One of the things I’ve been thinking about recently is how my reading has changed over time. I make widely different choices now from those that I made 20 years or 40 years ago.
I do a great deal more re-reading of old favourites than I ever used to do, and this I think is partially due to my age, and realising that this could be the last time I read and enjoy a particular book. Some of my great favourites I have now read five or six times over the course of my life, and each time, as I’ve grown older, they have offered me different things, new perspectives. I have never been able to understand people who say they never re-read a book…
And I realise that in some ways I’ve become lazier, and chosen more often to re-read books that I’m already familiar with, rather than branch out into new territory. In fact, having noticed this tendency towards the end of last year, I made a deliberate decision that this year I was only going to read books that I haven’t actually read before. And so far, I’ve managed to stick with this resolution, apart from one book which I had to re-read because it was a choice by somebody else in our book group. Satisfyingly, the large pile of unread books in my study is diminishing. I won’t have eradicated it by the end of 2026, though!

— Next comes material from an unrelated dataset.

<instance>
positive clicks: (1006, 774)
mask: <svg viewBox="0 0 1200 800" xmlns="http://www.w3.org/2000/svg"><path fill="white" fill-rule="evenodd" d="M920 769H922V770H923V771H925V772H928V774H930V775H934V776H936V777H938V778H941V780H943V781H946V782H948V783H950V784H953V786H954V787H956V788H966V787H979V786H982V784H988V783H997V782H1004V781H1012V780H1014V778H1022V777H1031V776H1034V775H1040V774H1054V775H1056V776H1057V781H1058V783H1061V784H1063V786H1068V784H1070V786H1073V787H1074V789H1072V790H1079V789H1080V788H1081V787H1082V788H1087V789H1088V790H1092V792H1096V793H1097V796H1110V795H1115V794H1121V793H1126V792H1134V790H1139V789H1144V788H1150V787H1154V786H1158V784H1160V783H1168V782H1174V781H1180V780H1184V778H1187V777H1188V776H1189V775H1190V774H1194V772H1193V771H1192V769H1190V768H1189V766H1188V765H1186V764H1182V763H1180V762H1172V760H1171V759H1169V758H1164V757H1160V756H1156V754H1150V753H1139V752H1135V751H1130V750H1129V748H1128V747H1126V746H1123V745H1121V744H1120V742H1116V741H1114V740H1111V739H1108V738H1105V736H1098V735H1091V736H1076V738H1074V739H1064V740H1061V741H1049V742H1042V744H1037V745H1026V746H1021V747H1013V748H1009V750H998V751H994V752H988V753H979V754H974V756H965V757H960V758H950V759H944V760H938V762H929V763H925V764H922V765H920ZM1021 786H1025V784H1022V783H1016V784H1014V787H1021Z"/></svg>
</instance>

There were times, obviously when I was a student, where my reading choices were determined by my academic courses of study or my research. Nevertheless, at the same time I still had particular genres that I explored in addition to what I was studying, for example science-fiction, and literature from Eastern Europe. That last field has remained with me pretty much throughout my entire life and is obviously linked to my family origins.
When I realised that, as a result of a deliberate decision not to not to fly anywhere, my travelling and exploration choices were necessarily going to be somewhat circumscribed, I developed a serious and long-lasting interest in the field of travel writing. And I soon realised that the kind of travel writing that I was most interested in was writing that came from before the days of easy and cheap travel, when travellers actually travelled or explored rather than were mere tourists. There are some astonishing accounts of the world from mediaeval times; equally, there are riveting tales of journeys undertaken only a century ago.
For a long while, linked with my academic research, I read an enormous amount of science-fiction and also reviewed a good deal, and then I stopped. But recently I have become aware of how much new, interesting, and very different science-fiction has been written and is being written, and my interest has been renewed, as various posts in this blog demonstrate.
When I reflect more deeply, I realise that my interests have basically been driven by curiosity. Hence my reading of travel writing, history, theology, and some science, politics and economics. There has never, apart from during my student days, been a structured approach to my reading. There are always new ideas that I come across, new subjects that I suddenly feel an urge to delve further into. I also frequently ask myself what’s the point? because in the end all this reading, all this knowledge, all this understanding will vanish with me. But that doesn’t put me off. That’s one of the things about being a human.